Adaptation du scénario de Christie LeBlanc, sur la Black List (recensant les scénarios les plus prometteurs non tournés), ce film devait être tourné, en anglais, par Franck Khalfoun (Maniac) avec au début Anne Hathaway, puis Noomi Rapace. Est ensuite arrivée la pandémie, et le film a changé de réalisateur, de casting. Son sujet, en écho à l’actualité, demandait une sortie rapide. C’est chose faite depuis le 12 mai.
À l’instar d’Elizabeth Hansen, dont l’air est compté, le temps de la fabrication d’Oxygène tient du record pour un film aussi riche en effets visuels, une vraie œuvre de science-fiction. Réécrit pendant le premier confinement, tourné avant le second, monté et enrichi en VFX de septembre 2020 et à la fin mars 2021, Oxygène est un « bébé » du Covid.
Il aura fallu à peine plus d’un an pour que les millions d’abonnés de Netflix ne plongent dans ces 100 minutes d’enferment, une sorte de cousin bien angoissant de Burried. Cela faisait dix-huit ans qu’Alexandre Aja n’avait pas tourné en France, depuis Haute Tension, avec Cécile de France.
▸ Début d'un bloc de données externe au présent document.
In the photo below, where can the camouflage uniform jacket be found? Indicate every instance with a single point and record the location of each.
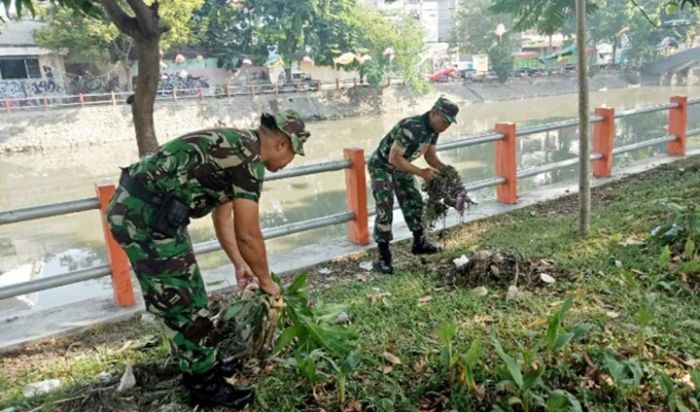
(413, 134)
(205, 169)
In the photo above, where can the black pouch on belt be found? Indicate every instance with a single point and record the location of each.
(170, 213)
(170, 216)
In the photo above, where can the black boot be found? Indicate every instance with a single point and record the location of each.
(209, 389)
(421, 246)
(384, 263)
(229, 366)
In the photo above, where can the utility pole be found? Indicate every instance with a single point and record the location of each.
(584, 183)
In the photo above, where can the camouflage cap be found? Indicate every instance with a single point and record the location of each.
(290, 123)
(447, 108)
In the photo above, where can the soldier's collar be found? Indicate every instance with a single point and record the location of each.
(426, 121)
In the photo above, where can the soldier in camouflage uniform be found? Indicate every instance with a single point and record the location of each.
(219, 171)
(391, 172)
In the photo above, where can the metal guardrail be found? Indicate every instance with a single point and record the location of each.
(38, 212)
(534, 171)
(642, 145)
(31, 213)
(645, 110)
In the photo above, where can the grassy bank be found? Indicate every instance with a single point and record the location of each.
(629, 341)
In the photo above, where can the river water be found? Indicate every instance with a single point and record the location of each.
(52, 246)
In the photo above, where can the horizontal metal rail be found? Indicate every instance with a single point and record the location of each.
(56, 209)
(644, 110)
(483, 184)
(470, 141)
(641, 145)
(309, 170)
(289, 229)
(53, 281)
(554, 166)
(548, 127)
(199, 248)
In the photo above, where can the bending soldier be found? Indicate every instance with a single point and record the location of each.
(219, 171)
(391, 172)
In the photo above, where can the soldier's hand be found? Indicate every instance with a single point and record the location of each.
(244, 275)
(428, 173)
(271, 288)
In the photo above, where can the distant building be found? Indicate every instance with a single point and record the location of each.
(436, 16)
(26, 70)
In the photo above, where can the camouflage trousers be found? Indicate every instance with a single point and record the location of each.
(170, 280)
(385, 182)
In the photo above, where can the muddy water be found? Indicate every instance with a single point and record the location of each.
(57, 245)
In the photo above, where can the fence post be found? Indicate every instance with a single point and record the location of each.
(603, 141)
(506, 164)
(118, 261)
(356, 196)
(677, 126)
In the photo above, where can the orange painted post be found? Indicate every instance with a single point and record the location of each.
(356, 196)
(506, 164)
(677, 126)
(603, 141)
(118, 261)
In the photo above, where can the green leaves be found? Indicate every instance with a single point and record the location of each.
(512, 366)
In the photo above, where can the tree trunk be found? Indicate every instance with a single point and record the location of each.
(127, 69)
(146, 87)
(584, 149)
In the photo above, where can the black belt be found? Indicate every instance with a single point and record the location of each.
(139, 191)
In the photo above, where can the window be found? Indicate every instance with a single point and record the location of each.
(19, 69)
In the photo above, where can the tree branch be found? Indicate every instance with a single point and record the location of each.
(145, 15)
(124, 23)
(644, 13)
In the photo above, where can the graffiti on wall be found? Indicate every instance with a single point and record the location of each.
(94, 84)
(31, 89)
(185, 84)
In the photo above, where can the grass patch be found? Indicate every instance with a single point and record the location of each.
(640, 348)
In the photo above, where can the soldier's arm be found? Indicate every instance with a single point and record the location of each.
(432, 158)
(398, 161)
(251, 243)
(224, 226)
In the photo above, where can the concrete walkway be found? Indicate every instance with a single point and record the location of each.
(80, 315)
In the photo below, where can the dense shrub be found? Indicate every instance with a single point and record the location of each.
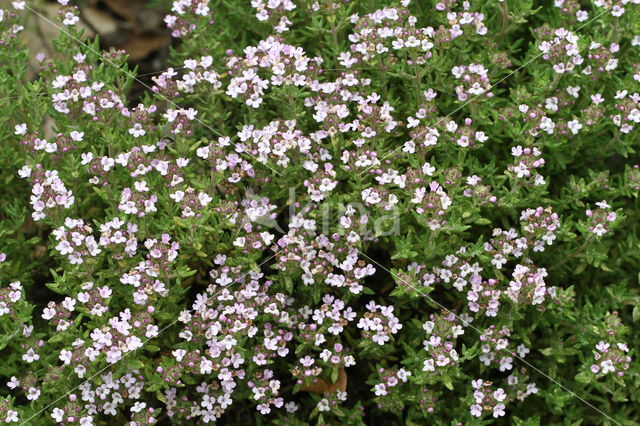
(331, 212)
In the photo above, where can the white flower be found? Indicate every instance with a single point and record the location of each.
(380, 389)
(30, 356)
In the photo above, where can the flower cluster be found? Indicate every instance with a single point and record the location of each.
(379, 324)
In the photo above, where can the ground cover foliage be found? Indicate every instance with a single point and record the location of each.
(324, 212)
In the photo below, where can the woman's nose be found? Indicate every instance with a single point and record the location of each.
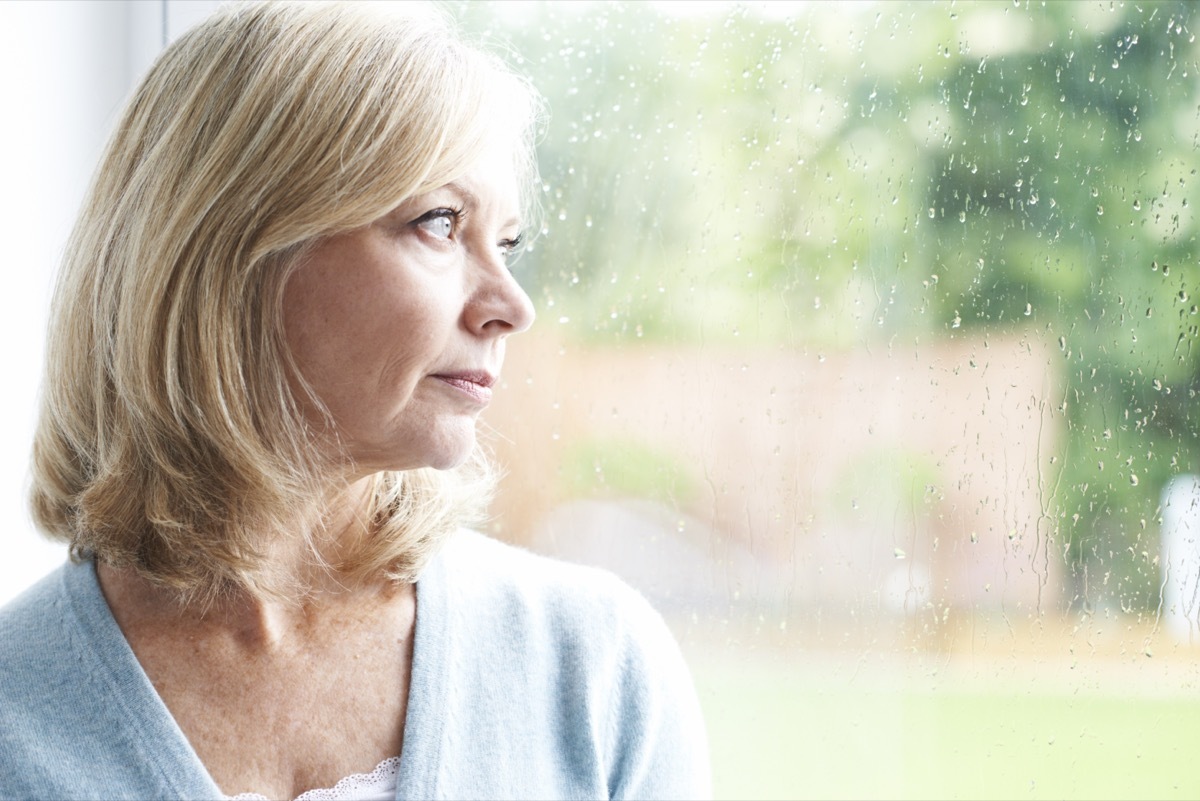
(498, 306)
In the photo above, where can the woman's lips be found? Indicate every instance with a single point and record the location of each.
(478, 386)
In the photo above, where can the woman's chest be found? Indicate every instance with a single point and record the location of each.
(283, 723)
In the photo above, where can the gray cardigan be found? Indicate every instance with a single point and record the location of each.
(531, 679)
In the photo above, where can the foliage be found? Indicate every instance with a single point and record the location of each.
(851, 174)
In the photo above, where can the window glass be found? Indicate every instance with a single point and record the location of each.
(867, 350)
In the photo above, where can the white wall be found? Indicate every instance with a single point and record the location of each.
(65, 70)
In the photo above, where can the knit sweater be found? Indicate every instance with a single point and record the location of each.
(531, 679)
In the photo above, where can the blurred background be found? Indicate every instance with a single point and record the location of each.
(865, 350)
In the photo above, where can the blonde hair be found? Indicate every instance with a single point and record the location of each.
(169, 439)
Dans son nouvel opus, Mélanie Laurent campe une jeune femme amnésique qui se réveille, enfermée dans une capsule médicale. Elle n’a qu’une demi-heure d’oxygène pour trouver comment s’en sortir… Un rôle compliqué qu’elle incarne parfaitement. L’actrice a vécu en effet un tournage assez physique. Pour la guider, l’apaiser ou la maîtriser, elle n’avait qu’un interlocuteur, un assistant vocal, représenté par un hologramme en forme d’œil, Milo, à qui Mathieu Amalric prête sa voix.
Si grâce à ce film de science-fiction efficace et parfaitement maîtrisé, Alexandre Aja signe un retour percutant, mis en ligne à un timing parfait, il permet aussi d’avoir une très belle vitrine du savoir-faire des techniciens français.
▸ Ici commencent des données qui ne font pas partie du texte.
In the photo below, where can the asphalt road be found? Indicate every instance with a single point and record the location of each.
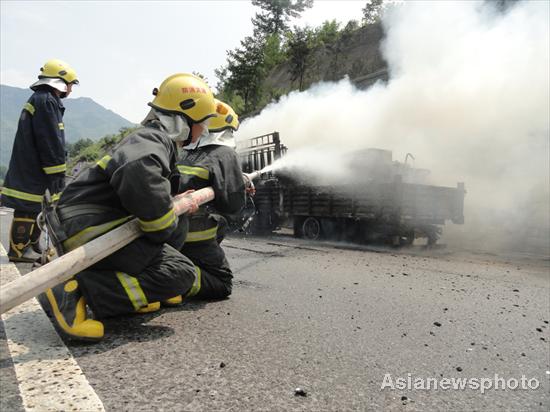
(335, 320)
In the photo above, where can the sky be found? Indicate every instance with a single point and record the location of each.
(121, 50)
(468, 96)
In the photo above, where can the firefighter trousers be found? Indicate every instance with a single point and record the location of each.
(24, 234)
(138, 274)
(216, 277)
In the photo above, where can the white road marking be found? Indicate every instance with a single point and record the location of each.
(49, 377)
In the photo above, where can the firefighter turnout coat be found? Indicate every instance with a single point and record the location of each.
(216, 166)
(137, 180)
(38, 158)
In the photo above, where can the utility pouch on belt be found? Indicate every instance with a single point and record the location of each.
(55, 230)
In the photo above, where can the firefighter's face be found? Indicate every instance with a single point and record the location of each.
(197, 130)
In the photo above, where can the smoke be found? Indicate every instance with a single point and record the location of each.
(468, 96)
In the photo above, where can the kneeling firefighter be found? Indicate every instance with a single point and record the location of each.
(37, 161)
(212, 161)
(137, 179)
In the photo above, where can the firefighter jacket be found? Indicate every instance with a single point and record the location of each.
(38, 158)
(136, 179)
(216, 166)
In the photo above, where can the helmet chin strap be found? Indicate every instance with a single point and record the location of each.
(187, 141)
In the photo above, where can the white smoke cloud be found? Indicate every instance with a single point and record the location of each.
(468, 95)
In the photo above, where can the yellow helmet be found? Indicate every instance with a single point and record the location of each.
(226, 118)
(186, 94)
(57, 69)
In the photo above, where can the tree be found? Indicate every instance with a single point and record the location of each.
(276, 15)
(328, 33)
(372, 11)
(201, 76)
(299, 47)
(245, 71)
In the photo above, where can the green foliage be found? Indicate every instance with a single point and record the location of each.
(372, 11)
(276, 14)
(327, 34)
(245, 71)
(273, 53)
(299, 46)
(83, 152)
(202, 76)
(78, 146)
(248, 65)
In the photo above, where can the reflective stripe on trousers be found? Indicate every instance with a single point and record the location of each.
(133, 290)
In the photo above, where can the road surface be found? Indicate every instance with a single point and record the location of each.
(339, 322)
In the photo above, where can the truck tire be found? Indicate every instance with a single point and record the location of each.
(311, 228)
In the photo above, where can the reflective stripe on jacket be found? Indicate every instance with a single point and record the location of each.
(38, 157)
(133, 180)
(217, 166)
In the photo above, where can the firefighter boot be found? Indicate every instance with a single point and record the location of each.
(68, 308)
(20, 240)
(151, 307)
(175, 301)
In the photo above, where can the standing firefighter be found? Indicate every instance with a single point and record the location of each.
(212, 161)
(138, 180)
(38, 158)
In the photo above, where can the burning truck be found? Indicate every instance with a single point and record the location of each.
(387, 201)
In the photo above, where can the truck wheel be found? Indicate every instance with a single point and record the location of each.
(311, 228)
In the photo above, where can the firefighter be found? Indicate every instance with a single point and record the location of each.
(137, 179)
(212, 161)
(38, 158)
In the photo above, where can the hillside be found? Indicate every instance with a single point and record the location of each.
(355, 54)
(84, 118)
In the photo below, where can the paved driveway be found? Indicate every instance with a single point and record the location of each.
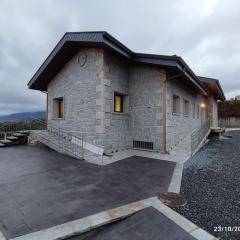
(40, 188)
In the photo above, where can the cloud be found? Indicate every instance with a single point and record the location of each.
(205, 33)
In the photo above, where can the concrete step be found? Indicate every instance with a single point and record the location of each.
(19, 135)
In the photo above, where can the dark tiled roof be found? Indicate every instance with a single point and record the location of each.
(213, 87)
(72, 41)
(148, 224)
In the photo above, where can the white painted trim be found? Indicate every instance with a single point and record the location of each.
(88, 223)
(182, 222)
(2, 236)
(90, 147)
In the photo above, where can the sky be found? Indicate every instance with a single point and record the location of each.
(206, 34)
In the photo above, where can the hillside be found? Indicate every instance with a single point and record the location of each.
(23, 116)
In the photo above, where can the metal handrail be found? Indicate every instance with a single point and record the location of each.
(198, 135)
(22, 125)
Truffé d’effets spéciaux, ce projet a constitué un défi pour tous les intervenants, déco, son, lumière, SFX et VFX. « Souvent, nous voyons des films préparés pendant deux ans où les producteurs rebutent à investir dans de la prévisualisation ou du temps réel sur le plateau, en pensant que cela coûte trop cher ou que c’est trop compliqué. Alexandre Aja a fait le contraire : une prépa rapide et faire appel à des technologies extrêmement différentes et plutôt récentes. Cela a créé un vrai lien entre ce qui se passait en postprod et sur le tournage puisque tout le monde sur le plateau voyait ce qui serait fait en VFX. Oxygène est un bon exemple prouvant que cela peut fonctionner », explique Vincent Guttmann, directeur de Small, filiale de Mac Guff.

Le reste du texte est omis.